Li Weichang quoted this passage from Li Kengo's comment on Shen Congwen's "Border City" to comment on Matsumoto Kiyoharu's "SandWare". If we extend it a little, isn't it okay for readers to treat Li Weichang's Matsumoto Kiyoharu's "SandWare", or even to Li Weichang's "The Chaotic World of Matsumoto Kiyoharu"?
So if you take a step back and look at Li Weichang from the perspective of commentary, it is indeed very tricky: you want to be sure that this is a very good review, but the article obviously does not have too many comments; you want to criticize this is a very unqualified comment, but you can't turn a blind eye to the research he has done outside the text, the criticism that occasionally flashes within the text.
"That's the beauty of fiction, and the compelling impossibility is what novelists focus on compared to the unbelievable possibility."
"The most interesting way to interpret a text is to imitate it the way he does it."
"The novelist is not the storyteller, but the one who creates the narrator, and the narrator tells the story."
……
Writing about the works and personalities of the masters is not a very easy task. As Li Weichang himself said, in some movies, "the story becomes an assassin and successfully kills the novel", and the comments on the master will easily become bone spurs because of the lack of their own education. Li Weichang is still "shrewd" - when he needs to be sincere, he defends Naipaul and reinterprets the helplessness of life from Naipaul's point of view; when he can be flexible, he "parodies" the works of the master in an almost rude way, allowing his talents to be freely exposed.
What is good literary criticism?
The Guangdong People's Publishing House once produced a set of "Chinese New Literary Criticism Library", which gathered a number of famous artists such as He Guimei, Zhang Xinxin, and Kuang Xinnian. Each book in the series does not have a generally common preface and is replaced by "My Critical View". I've always thought it was some kind of clear-cut orientation: the word chosen to be used was "criticism" rather than "comment."
In literary criticism, there is no personal thing, only the choice between analysis and viewpoint support under the theoretical framework. Clear and concise, but also indifferent.

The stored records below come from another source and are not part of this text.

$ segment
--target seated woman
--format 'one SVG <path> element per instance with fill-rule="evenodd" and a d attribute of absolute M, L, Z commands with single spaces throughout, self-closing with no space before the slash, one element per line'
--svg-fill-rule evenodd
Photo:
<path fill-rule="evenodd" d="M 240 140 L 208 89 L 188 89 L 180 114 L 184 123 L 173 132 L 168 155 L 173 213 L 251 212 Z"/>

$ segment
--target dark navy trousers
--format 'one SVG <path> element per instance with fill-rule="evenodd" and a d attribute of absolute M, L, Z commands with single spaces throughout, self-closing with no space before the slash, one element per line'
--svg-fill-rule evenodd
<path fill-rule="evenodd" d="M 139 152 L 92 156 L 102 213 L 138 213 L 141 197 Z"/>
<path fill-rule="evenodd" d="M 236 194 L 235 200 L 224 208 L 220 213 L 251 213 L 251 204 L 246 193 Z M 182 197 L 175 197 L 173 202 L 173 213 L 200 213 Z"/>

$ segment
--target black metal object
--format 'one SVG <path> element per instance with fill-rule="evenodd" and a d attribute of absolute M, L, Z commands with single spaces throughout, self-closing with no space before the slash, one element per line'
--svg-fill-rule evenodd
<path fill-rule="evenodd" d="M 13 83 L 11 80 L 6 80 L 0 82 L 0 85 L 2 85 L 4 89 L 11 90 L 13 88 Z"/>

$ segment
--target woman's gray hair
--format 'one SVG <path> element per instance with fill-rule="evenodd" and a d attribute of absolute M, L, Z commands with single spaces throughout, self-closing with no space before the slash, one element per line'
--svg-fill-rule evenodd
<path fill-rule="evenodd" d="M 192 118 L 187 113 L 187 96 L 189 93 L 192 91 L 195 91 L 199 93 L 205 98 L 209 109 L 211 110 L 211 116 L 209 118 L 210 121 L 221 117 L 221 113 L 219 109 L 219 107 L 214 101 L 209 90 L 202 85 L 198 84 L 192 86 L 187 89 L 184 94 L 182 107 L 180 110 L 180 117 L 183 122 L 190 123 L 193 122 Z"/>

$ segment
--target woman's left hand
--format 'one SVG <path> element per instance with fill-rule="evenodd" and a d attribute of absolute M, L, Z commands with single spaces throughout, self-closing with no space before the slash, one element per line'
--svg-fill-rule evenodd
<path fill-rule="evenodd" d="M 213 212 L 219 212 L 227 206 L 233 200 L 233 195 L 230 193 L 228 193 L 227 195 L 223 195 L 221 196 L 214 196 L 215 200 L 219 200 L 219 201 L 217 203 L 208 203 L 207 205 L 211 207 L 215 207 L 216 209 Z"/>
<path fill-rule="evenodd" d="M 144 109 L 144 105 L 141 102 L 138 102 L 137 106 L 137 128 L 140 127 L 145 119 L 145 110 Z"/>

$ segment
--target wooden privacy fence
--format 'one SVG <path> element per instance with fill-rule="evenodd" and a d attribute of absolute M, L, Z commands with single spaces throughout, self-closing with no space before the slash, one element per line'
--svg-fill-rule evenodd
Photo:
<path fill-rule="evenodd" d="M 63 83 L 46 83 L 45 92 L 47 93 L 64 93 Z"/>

In literary criticism, there are ups and downs throughout the mood. The factors that make the object contaminated with emotion become the fusion of the "objectification" of the subject and the "subjectivization" of the object.
Literary criticism is not necessarily devoid of emotion, it can be passionate, but it must not be sincere: it cannot be true to the text, but hypocritical and polite; it cannot be true to the text, but you and me.
Literary criticism does not have to have emotion, it can be objective, but it must not be completely objective: from the beginning of the Spring and Autumn Brushwork of "Zheng Boke Duan Yu Yan", our words have always been filled with the temperature of emotion, although this emotion is subtle, restrained and points to the end.
But Li Weichang seems to be different: he is writing criticism, but it always makes people feel that he is writing commentary--this is not to say that he has no wind and bones, on the contrary, his sensitivity and profundity under gentleness and calmness, the shuttle between the subject and the object, as if he is doing his best to hatch a dewdrop. The posture of looking up and looking down blends with each other, the ontology of the text and the mirror image of the critic are intertwined, and the fire of thinking is lit up and stretched endlessly.